The Texans' running attack wasn't dominant in a statistical way (38 attempts for 139 yards, a 3.7 average) as much as it was successful enough to de-fang the Steelers defense enough to help rookie quarterback C.J. Stroud throw for 306 yards and two touchdowns. All of that was happening simultaneously to the Texans defense stifling the Steelers offense, which allowed Stroud to avoid having to take any of the kinds of chances a defense that came into the game leading the NFL in sacks and tied for second in takeaways has turned into plays that change the course of games.

Houston ran 69 offensive plays, and the Steelers defense came out of those with 0 sacks, 0 takeaways, 3 tackles for loss, and four passes defensed.

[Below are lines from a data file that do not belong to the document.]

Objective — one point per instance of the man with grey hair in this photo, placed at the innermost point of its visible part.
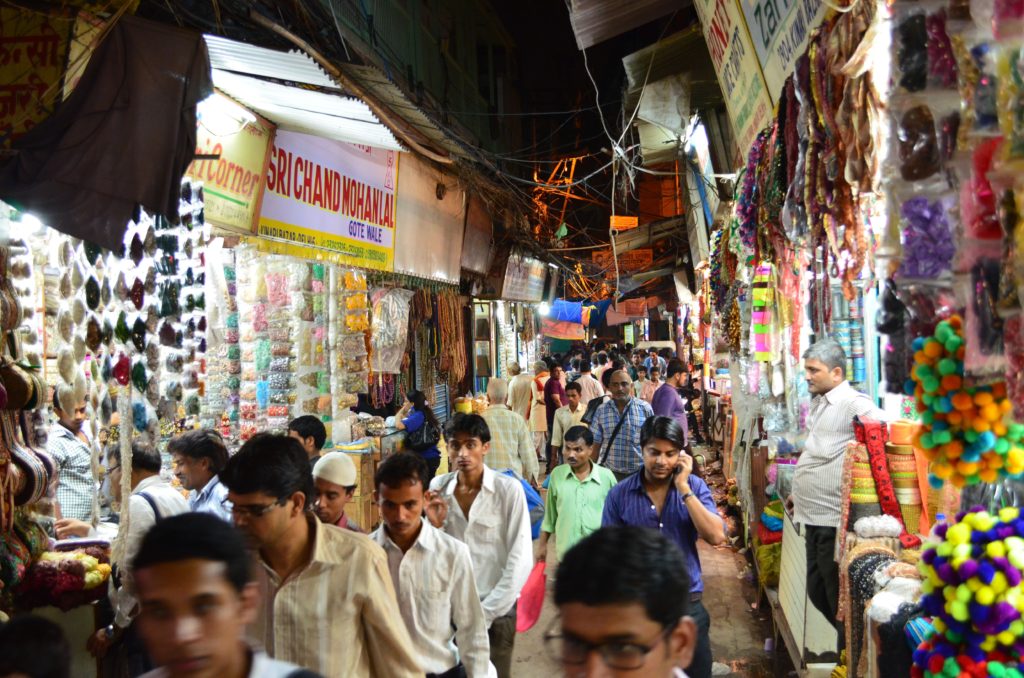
(817, 482)
(511, 445)
(520, 391)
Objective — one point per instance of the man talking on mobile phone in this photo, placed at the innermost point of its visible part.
(664, 496)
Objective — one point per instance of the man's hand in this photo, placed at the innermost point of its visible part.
(436, 509)
(98, 643)
(683, 476)
(69, 527)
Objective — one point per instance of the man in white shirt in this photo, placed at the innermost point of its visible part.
(623, 597)
(197, 595)
(520, 391)
(199, 456)
(817, 482)
(567, 416)
(432, 575)
(152, 500)
(497, 530)
(590, 387)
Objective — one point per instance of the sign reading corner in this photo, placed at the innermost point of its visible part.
(330, 198)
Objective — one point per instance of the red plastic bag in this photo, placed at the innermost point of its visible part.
(530, 599)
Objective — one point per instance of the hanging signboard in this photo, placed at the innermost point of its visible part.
(524, 278)
(737, 68)
(327, 199)
(634, 261)
(779, 30)
(232, 183)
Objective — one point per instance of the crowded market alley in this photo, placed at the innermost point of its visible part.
(469, 338)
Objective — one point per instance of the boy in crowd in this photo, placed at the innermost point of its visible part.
(576, 495)
(623, 605)
(432, 575)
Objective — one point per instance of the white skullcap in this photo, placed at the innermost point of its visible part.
(336, 467)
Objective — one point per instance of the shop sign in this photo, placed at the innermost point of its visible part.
(779, 30)
(634, 261)
(33, 50)
(232, 183)
(738, 70)
(624, 222)
(330, 199)
(524, 278)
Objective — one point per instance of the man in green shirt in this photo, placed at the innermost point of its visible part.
(576, 494)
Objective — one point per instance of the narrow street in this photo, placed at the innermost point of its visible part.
(737, 631)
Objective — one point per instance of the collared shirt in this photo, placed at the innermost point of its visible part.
(628, 504)
(564, 420)
(511, 443)
(520, 394)
(169, 502)
(498, 536)
(538, 412)
(625, 456)
(552, 389)
(591, 388)
(76, 484)
(817, 482)
(663, 365)
(438, 600)
(211, 500)
(648, 390)
(338, 615)
(572, 508)
(668, 403)
(261, 667)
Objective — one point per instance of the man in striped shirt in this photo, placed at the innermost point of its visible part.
(817, 483)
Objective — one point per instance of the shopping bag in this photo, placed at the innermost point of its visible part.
(530, 599)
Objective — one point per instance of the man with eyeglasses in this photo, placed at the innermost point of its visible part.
(487, 512)
(623, 601)
(331, 605)
(666, 497)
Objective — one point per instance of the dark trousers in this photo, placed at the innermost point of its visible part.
(701, 663)
(502, 636)
(458, 672)
(822, 574)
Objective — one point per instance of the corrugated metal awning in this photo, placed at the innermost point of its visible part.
(257, 77)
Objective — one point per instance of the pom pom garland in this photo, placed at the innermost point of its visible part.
(973, 591)
(965, 430)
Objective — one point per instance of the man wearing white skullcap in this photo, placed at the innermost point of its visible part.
(335, 480)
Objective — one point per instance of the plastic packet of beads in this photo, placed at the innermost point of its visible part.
(355, 301)
(355, 281)
(276, 423)
(1010, 73)
(352, 344)
(357, 322)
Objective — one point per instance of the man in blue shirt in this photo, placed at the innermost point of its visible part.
(616, 426)
(664, 496)
(199, 457)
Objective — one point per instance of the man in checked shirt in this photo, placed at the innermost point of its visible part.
(817, 482)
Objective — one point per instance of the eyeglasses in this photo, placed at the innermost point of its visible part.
(251, 510)
(614, 653)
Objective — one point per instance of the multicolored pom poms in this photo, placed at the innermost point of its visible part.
(973, 591)
(966, 431)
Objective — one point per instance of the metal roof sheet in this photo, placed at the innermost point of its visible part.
(242, 57)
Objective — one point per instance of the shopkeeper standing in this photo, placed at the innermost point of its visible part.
(817, 482)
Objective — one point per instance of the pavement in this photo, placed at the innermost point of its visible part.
(737, 631)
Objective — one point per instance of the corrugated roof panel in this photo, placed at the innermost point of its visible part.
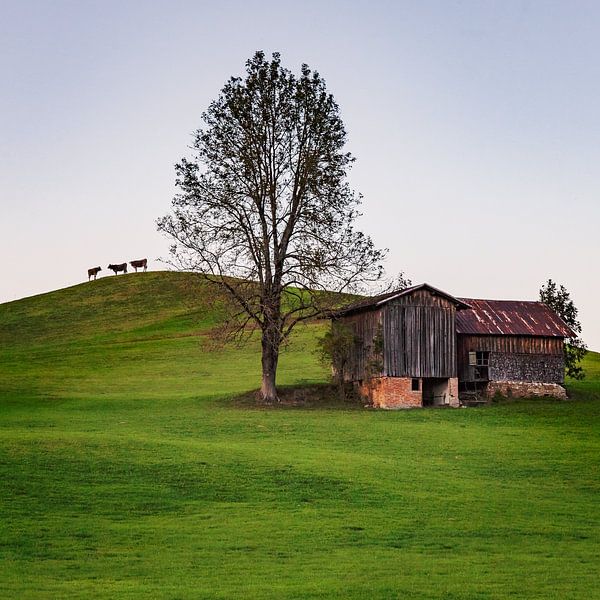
(510, 317)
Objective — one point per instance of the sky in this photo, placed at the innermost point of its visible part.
(475, 127)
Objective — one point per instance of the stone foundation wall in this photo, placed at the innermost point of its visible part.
(453, 392)
(397, 392)
(543, 368)
(525, 389)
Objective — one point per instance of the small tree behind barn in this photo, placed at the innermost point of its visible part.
(559, 300)
(264, 208)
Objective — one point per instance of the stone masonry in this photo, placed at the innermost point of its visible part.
(524, 389)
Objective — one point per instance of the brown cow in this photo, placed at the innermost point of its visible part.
(138, 264)
(93, 272)
(118, 268)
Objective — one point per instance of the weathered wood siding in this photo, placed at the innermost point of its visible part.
(514, 358)
(419, 341)
(416, 335)
(365, 326)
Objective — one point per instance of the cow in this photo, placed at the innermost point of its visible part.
(138, 264)
(93, 272)
(118, 268)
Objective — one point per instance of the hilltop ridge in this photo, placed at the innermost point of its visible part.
(144, 333)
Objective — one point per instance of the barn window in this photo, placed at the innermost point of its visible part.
(482, 359)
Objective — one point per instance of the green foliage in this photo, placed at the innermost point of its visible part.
(559, 300)
(128, 472)
(335, 349)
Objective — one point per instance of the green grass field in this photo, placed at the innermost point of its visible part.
(128, 472)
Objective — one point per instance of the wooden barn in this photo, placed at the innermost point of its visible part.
(423, 347)
(513, 348)
(405, 351)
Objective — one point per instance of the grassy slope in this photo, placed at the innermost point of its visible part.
(127, 474)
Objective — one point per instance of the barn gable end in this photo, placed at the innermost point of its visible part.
(420, 346)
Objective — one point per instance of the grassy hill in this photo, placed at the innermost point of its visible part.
(127, 473)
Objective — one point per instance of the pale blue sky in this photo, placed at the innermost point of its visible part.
(476, 128)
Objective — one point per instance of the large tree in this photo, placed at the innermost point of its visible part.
(264, 208)
(559, 300)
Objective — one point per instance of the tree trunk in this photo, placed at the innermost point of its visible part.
(270, 356)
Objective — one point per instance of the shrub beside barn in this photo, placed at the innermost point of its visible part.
(423, 347)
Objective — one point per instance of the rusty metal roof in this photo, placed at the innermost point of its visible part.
(510, 317)
(376, 301)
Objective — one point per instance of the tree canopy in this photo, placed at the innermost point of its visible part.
(264, 207)
(559, 300)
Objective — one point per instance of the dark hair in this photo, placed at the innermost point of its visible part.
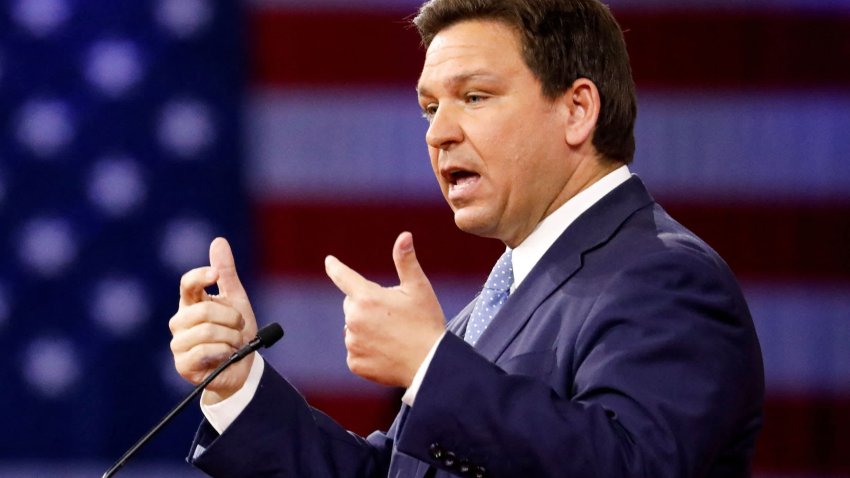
(562, 41)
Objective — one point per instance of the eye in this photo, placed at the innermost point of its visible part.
(429, 110)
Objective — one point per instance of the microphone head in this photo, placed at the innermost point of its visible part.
(270, 334)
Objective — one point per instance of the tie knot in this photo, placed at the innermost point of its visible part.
(502, 276)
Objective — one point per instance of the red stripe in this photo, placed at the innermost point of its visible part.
(668, 49)
(362, 236)
(759, 241)
(805, 435)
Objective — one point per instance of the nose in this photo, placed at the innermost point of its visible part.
(445, 129)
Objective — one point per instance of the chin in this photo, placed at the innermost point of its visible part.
(475, 224)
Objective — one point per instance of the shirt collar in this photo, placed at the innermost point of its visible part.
(526, 255)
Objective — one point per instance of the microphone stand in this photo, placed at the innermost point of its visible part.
(265, 338)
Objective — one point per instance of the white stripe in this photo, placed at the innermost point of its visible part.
(316, 143)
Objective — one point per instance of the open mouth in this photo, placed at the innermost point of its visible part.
(461, 177)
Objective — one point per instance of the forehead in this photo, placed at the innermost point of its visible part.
(478, 48)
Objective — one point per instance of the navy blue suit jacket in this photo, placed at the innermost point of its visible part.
(628, 351)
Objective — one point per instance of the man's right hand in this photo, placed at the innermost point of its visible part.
(207, 329)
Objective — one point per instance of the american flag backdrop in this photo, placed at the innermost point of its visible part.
(132, 133)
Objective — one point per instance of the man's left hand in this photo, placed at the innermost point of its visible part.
(389, 331)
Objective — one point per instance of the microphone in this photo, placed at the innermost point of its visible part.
(266, 337)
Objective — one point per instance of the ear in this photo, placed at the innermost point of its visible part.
(583, 104)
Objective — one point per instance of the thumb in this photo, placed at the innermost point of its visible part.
(221, 259)
(409, 271)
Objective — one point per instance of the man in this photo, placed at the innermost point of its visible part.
(609, 341)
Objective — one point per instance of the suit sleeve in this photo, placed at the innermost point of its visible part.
(279, 435)
(665, 370)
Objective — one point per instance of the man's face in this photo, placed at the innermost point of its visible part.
(497, 145)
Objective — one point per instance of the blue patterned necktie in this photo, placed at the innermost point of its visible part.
(494, 294)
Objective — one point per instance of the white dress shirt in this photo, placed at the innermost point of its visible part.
(525, 256)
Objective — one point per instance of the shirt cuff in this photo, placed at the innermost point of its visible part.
(222, 414)
(410, 394)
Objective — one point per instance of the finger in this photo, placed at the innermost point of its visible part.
(345, 278)
(193, 283)
(206, 312)
(409, 271)
(195, 363)
(221, 260)
(205, 333)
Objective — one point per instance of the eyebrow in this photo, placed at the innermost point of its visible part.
(459, 79)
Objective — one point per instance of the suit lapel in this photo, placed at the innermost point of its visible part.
(559, 263)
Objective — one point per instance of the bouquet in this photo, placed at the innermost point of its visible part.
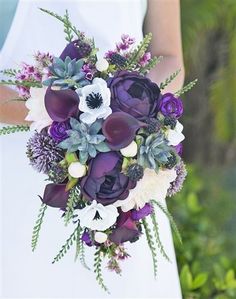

One of the reasons behind the wholesale changes at inside linebacker during the offseason likely had to do with the number of times last year Tomlin found himself talking about "the pile moving forward," which should be considered code for "getting handled physically."

After this loss, Tomlin said, "You don't get (the offense) one-dimensional, you don't get an opportunity for (defensive) splash – the splash that we thrive on – and so it's moot points until we get better at stopping the run, making the pile fall in the correct direction. It's not dramatic, but it's just the direction where the pile was falling."

Certainly, the degree of difficulty varies from one opponent to another, but this was a game against the Texans, a team that hadn't been .500 during the regular season since 2019 and was on its fourth different head coach during the five-season span.

But these 2023 Steelers are a team that cannot afford below-the-line showings by the offense and defense on the same day or it will lose to any opponent on its schedule, quite possibly in definitive fashion. That's what happened on Sunday. On Monday they'll also wake up with an injured starting quarterback adding to their misery.

"Yeah we've got to make some changes," said Tomlin. "That was an ugly product we put out there today, and so we're not going to do the same things and hope for a different outcome. What those changes are, we'll put together a plan in preparation this week."